One model, from the University of Washington's Institute for Health Metrics and Evaluation, forecasts that the United States will see a rapid rise in COVID-19 deaths in the coming weeks, reaching its peak on April 15, with 2,214 deaths per day. Although the rate of deaths is predicted to slow down during the summer, total deaths could reach nearly 84,000 by the beginning of August. In that model, the upper bounds of the researchers' estimates was 152,000 deaths by Aug. 1.

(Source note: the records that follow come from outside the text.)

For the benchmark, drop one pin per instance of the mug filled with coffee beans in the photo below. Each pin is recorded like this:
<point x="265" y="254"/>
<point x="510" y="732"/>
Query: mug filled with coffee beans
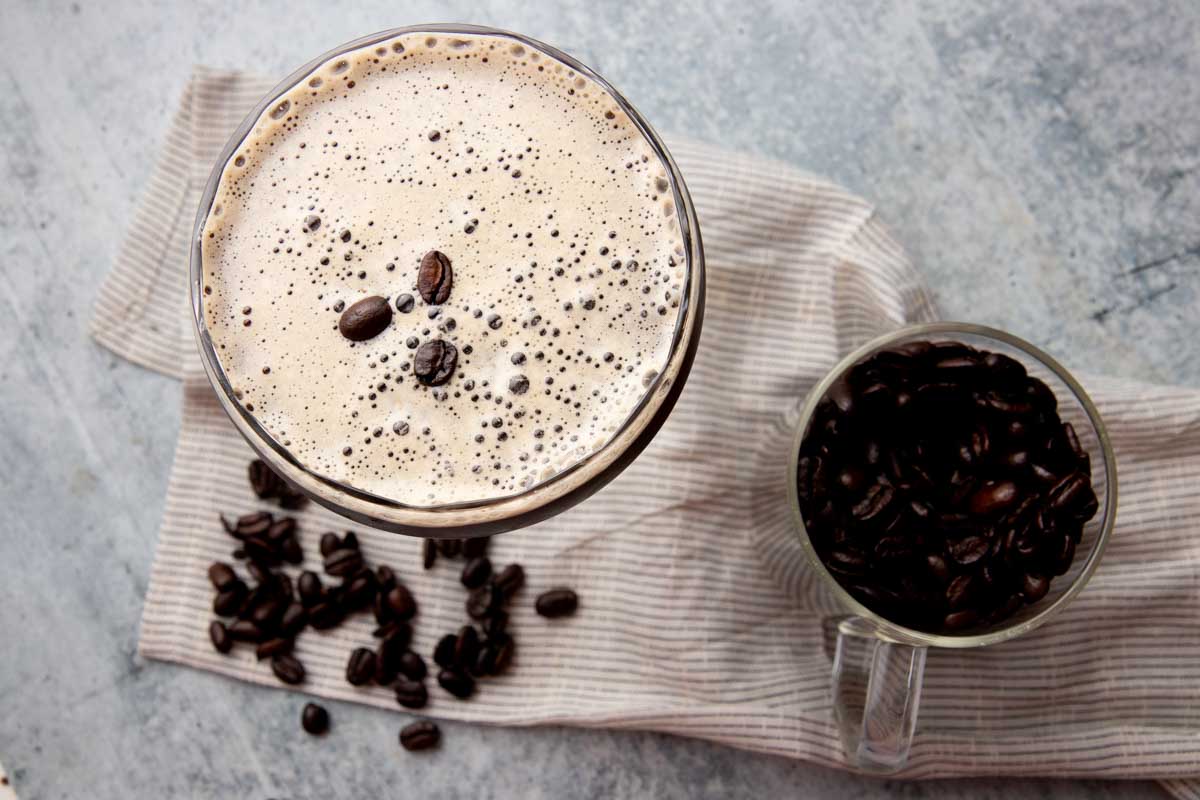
<point x="953" y="486"/>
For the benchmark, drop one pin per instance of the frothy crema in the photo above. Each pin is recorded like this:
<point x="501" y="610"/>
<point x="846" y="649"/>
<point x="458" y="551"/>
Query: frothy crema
<point x="558" y="221"/>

That model also assumes that social distancing measures continue without interruption. "The trajectory of the pandemic will change — and dramatically for the worse — if people ease up on social distancing or relax with other precautions. We encourage everyone to adhere to those precautions to help save lives," Dr. Christopher Murray, director of IHME, said in a statement.

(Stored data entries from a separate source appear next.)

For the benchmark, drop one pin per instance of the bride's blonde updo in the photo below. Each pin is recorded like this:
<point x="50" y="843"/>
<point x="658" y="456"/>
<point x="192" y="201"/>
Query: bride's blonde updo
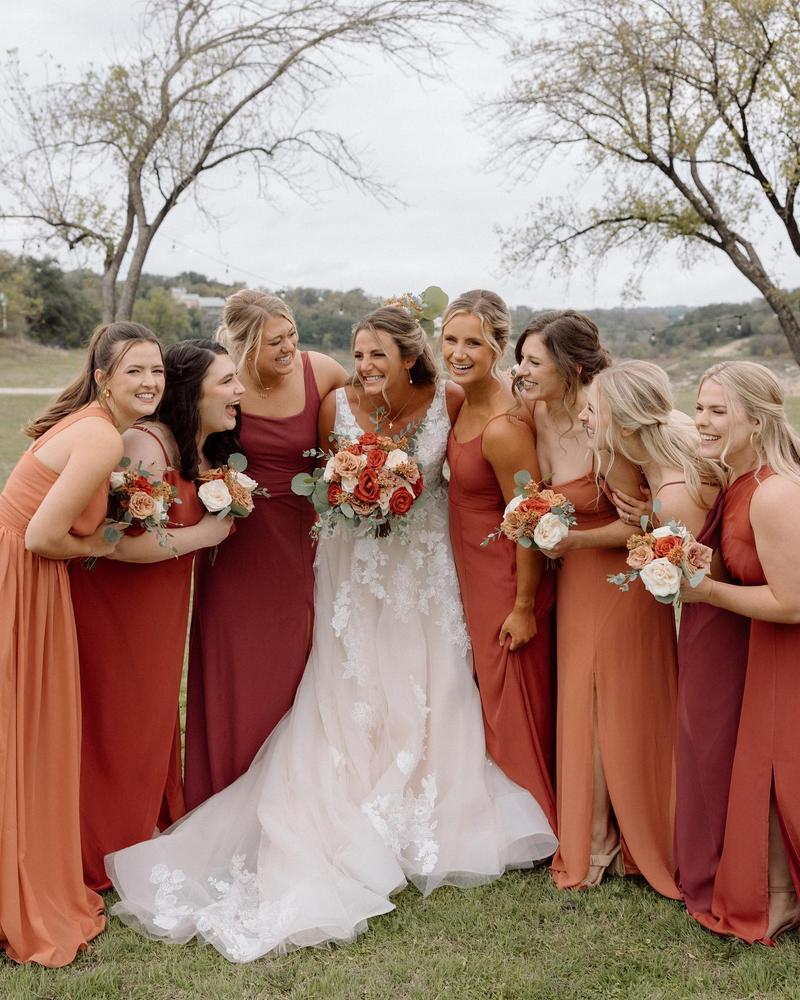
<point x="243" y="319"/>
<point x="409" y="337"/>
<point x="634" y="400"/>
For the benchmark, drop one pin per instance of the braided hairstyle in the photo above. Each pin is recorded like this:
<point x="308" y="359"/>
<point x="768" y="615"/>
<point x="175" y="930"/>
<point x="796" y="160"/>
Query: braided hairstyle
<point x="186" y="364"/>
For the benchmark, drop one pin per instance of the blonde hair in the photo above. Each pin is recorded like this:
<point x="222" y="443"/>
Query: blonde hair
<point x="243" y="319"/>
<point x="493" y="315"/>
<point x="409" y="337"/>
<point x="754" y="390"/>
<point x="636" y="396"/>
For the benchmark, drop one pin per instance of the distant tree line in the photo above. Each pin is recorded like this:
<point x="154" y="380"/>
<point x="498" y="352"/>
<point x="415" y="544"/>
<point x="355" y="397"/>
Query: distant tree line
<point x="60" y="308"/>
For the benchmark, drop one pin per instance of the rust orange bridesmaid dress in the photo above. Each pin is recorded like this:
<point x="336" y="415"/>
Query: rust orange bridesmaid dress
<point x="615" y="651"/>
<point x="132" y="621"/>
<point x="516" y="688"/>
<point x="46" y="912"/>
<point x="767" y="759"/>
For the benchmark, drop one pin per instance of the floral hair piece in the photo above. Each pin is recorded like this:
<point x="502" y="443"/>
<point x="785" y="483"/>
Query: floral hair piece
<point x="425" y="307"/>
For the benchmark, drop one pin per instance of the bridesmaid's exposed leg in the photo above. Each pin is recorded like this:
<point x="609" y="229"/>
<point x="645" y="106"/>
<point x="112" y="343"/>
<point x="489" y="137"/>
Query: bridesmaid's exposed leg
<point x="784" y="911"/>
<point x="605" y="837"/>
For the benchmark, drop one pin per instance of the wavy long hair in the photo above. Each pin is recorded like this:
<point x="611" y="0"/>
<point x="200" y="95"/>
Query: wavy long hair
<point x="753" y="390"/>
<point x="107" y="347"/>
<point x="636" y="397"/>
<point x="186" y="365"/>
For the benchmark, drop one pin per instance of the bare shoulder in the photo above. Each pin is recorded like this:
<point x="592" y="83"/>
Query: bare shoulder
<point x="327" y="371"/>
<point x="454" y="399"/>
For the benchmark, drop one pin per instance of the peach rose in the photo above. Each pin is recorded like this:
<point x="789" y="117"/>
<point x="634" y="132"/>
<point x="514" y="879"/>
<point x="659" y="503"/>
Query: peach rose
<point x="141" y="505"/>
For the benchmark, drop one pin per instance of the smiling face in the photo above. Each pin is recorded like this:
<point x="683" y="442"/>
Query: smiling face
<point x="725" y="430"/>
<point x="537" y="373"/>
<point x="277" y="349"/>
<point x="379" y="366"/>
<point x="135" y="386"/>
<point x="220" y="395"/>
<point x="467" y="355"/>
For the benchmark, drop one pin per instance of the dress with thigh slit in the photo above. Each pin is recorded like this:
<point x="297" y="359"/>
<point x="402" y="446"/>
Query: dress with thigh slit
<point x="767" y="758"/>
<point x="616" y="655"/>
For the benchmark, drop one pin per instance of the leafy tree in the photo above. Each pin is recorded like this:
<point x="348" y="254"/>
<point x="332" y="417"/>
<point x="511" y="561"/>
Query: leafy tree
<point x="688" y="112"/>
<point x="101" y="162"/>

The analysis also predicts that 41 states will need more intensive care unit (ICU) beds than they currently have, and that 11 states could need to increase the number of ICU beds by 50% or more.
The model will be updated daily as a source of "real-time" information, the researchers said.
"In the next couple of days to a week, "we're going to continue to see things go up we cannot be discouraged by that because the mitigation is actually working and will work," Fauci said. The goal is to help hotspots such as New York and New Jersey get around the curve, he added. But as importantly, "to prevent those clusters" in areas that have not yet spiked with such intensity.